例え神の子と言ってもさすがに無理じゃろ?とタカをくくっていた。

(そんなじゃなか。)

幸村がいなかった八ヶ月、俺は奴に勝てる自信を持つだけの体力も技術も身に付けた、それを証明できる勝ち星も上げてやった。

柳のデータ取りの為に俺のイリュージョンと幸村のイップスを禁じた、単純な体力と技術力の勝負。

負ける気はなかった。

勝つ自信があった。

(『神の子』か…。)

あの雑誌の売り上げ伸ばす為の見え見えのふざけたアダ名はダテじゃなかった…。

(……。)

頭から流れた汗が顎から落ちる。

じっとりと髪の中が蒸れて気持ち悪い。

暑さと湿度に呼吸困難になりかけて、思わず上を向いて、また後悔した。

(どこまで俺の前を邪魔すんじゃ…。)

俺の後に真田と試合をしたが、6−1で勝ちやがった。

真田は手放しで誉めとったが、俺はその真田に妙に腹が立った。

(三連覇の為、のう…?)

そう言われた瞬間、幸村の瞳から光が消えたのを奴は見たのか?

この空の色と同じ真っ黒に。

俺と試合をしている時は壁打ちかってくらいつまらなそうな顔してた幸村が、幼馴染みってのか昔からの仲間の真田と打ち合いを始めたら、二、三日前までの顔色の悪さが別人みたいにイキイキしとった。

それを見た時、あぁ、俺はまだそこへは行けんのじゃなと急にむなしくなった。

まだ、だと言いたいのは、いつか必ず追い付く、追い越せると信じとるから。

(信じとった、のに…。)

八ヶ月。

八ヶ月じゃ。

おまん、中学の八ヶ月っつったら、とてつもない差があるじゃろ?

ぶっちゃけ、幸村なんぞ浦島状態じゃなか?

俺ならそう思うぜよ?

言いたかないが、一年は全国間近で初めて「部長」の幸村を見た。

それまで一年にとっての「部長」は真田じゃった。

それが関東負けて、いきなり部長ですって言われて、誰が言うこと聞ける?

俺が一年なら、は?マジか?ってまず幸村「部長」の話を素直に聞けん。

幸村に憧れて、幸村を倒したくて立海に入った奴もいるじゃろ、一年じゃなくて二年だって、三年にもいる。

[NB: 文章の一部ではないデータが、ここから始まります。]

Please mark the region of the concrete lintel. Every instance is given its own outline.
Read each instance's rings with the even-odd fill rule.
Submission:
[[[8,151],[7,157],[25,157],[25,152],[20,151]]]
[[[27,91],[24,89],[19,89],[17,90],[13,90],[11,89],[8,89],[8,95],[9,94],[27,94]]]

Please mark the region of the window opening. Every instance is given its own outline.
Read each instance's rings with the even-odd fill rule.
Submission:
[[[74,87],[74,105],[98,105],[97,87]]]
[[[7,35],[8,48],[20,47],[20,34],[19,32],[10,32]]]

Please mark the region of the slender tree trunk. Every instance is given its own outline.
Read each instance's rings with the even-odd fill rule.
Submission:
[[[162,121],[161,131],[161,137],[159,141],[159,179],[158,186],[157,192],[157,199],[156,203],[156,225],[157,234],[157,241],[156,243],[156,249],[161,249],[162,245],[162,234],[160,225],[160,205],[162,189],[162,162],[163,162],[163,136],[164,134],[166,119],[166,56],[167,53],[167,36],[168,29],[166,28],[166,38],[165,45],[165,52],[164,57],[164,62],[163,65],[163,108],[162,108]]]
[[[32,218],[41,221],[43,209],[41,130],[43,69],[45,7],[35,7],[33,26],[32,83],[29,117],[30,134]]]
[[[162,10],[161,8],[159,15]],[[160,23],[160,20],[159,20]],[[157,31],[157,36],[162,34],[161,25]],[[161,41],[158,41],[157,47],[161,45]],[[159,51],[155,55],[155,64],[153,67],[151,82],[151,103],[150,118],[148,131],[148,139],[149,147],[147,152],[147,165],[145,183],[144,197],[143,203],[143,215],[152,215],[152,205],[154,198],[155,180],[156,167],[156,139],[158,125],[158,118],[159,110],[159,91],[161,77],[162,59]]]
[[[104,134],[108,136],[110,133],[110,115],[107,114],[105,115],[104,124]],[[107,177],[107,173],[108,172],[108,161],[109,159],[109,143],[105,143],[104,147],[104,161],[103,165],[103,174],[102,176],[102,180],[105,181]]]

小学校ん頃からジュニア大会で名前が売れてた、神奈川だったら立海に行くじゃろうって、参謀はそう読んで自分の力試しにも立海を選んだ。

趣味でテニスクラブに行ってた柳生も幸村の名前を知っとった、同じくクラブに行ってたジャッカルも、一個下の赤也も。

中学から本格的にテニスを始めたのは俺と丸井。

丸井はガキの頃から付き合いのジャッカルと遊びでテニスをしとったとか。

俺は、白髪頭に生っ白い顔、瞳の色も普通と違うこの形じゃけ、ガキん時は喘息やなんやら病弱で、都会の空気は合わんと四国や中国地方中心にテキ屋で回っとるジジィに預けられた。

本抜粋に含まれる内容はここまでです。